Various groups migrate to a local ranch, as the roads and communications are
disrupted. Danny and his friends are looking for a working phone and some gas
for their car. The local Mayor, Herman, along with a couple close to the ranch
folks, Len and Clara, are looking for any place not devastated. Netty, the
lone survivor at a resort, is being pursued by the Groggin brothers, who are
dealt with in vigilante style justice. Mark, the pilot of a downed small
plane, and his lover Brian are looking for rescue. The group shares stories.
Insanity due to the stress of the changes affect little Tammy and Brian. Young
Billy receives a gift from the Zetas to cure his sister. Mark takes Brian back
to the plane wreck to rig an air balloon, traveling under strong west winds to
New York City, viewing the devastation as they go.
The group gathering at the ranch soon encounter a rogue military unit, lead by
General Flood and his acquiescing assistant Sergeant Hammond. They must leave
the ranch for their own safety after Jane has been killed during a rape
attempt. The traveling band lives off the land as their supplies have run out.

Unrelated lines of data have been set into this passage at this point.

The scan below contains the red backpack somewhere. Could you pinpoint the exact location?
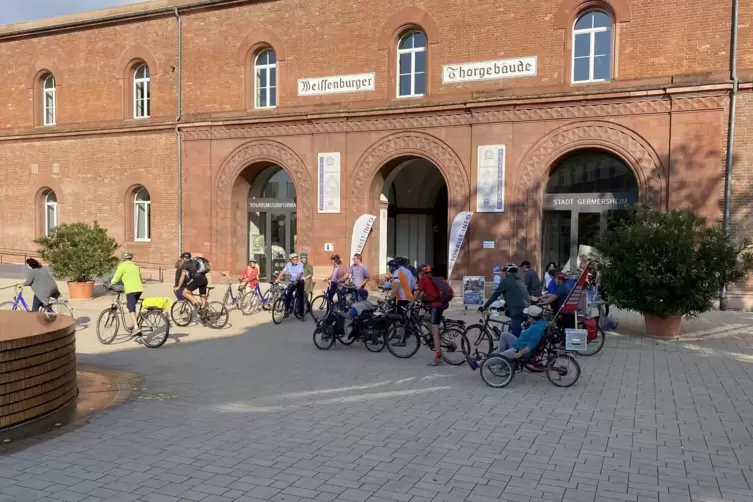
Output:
[431,277,455,304]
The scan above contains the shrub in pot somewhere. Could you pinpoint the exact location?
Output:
[34,222,118,299]
[595,205,753,337]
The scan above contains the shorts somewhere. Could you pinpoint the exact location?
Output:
[126,291,141,312]
[186,274,209,295]
[431,307,447,324]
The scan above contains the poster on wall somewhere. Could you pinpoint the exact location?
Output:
[447,211,473,280]
[476,145,505,213]
[317,152,340,213]
[350,214,376,258]
[463,275,486,307]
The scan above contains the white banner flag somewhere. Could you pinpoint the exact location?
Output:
[447,211,473,280]
[350,214,376,258]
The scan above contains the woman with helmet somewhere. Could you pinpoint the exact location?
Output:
[110,251,144,336]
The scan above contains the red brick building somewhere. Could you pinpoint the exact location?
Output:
[0,0,753,305]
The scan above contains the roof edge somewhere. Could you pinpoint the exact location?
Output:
[0,0,253,41]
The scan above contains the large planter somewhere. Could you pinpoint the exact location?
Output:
[68,281,94,300]
[643,314,682,339]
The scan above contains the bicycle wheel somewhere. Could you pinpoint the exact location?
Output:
[439,327,470,366]
[97,307,120,345]
[170,300,193,328]
[461,324,494,356]
[546,352,580,387]
[204,302,230,329]
[311,295,332,321]
[50,301,76,320]
[238,291,261,315]
[314,325,335,350]
[384,324,421,359]
[479,356,515,389]
[578,326,607,356]
[272,298,285,324]
[139,310,170,349]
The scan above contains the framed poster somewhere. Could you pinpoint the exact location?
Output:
[463,275,486,307]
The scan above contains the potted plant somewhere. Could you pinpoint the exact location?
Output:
[34,222,118,300]
[595,205,753,338]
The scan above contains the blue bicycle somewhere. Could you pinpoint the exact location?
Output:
[239,277,284,315]
[0,287,75,319]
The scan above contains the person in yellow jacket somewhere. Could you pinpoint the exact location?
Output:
[110,251,144,336]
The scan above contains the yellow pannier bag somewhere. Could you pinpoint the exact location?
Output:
[141,297,173,310]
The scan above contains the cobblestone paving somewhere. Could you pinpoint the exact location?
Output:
[0,306,753,502]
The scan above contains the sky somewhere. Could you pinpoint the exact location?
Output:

The group find evidence of cannibalism.
3
The traveling group then encounter another survival group led by Ian,
established on a river bluff. There Frank meets a new love in Madge, a mute
cook. Red helps an old timer at the camp cobble together a wood gas generator
for the antique tractor.
The rogue military unit follows, as Colonel Cage and others assigned to quell
the ranch rebellion have broken orders. On the move again, the group encounter
an innovative houseboat city afloat in the river, using plastic bottles as
floatation devices. They arrive at a dome city under the protection of benign
visitors, the Zetas. The dome city is self sufficient, growing food indoors.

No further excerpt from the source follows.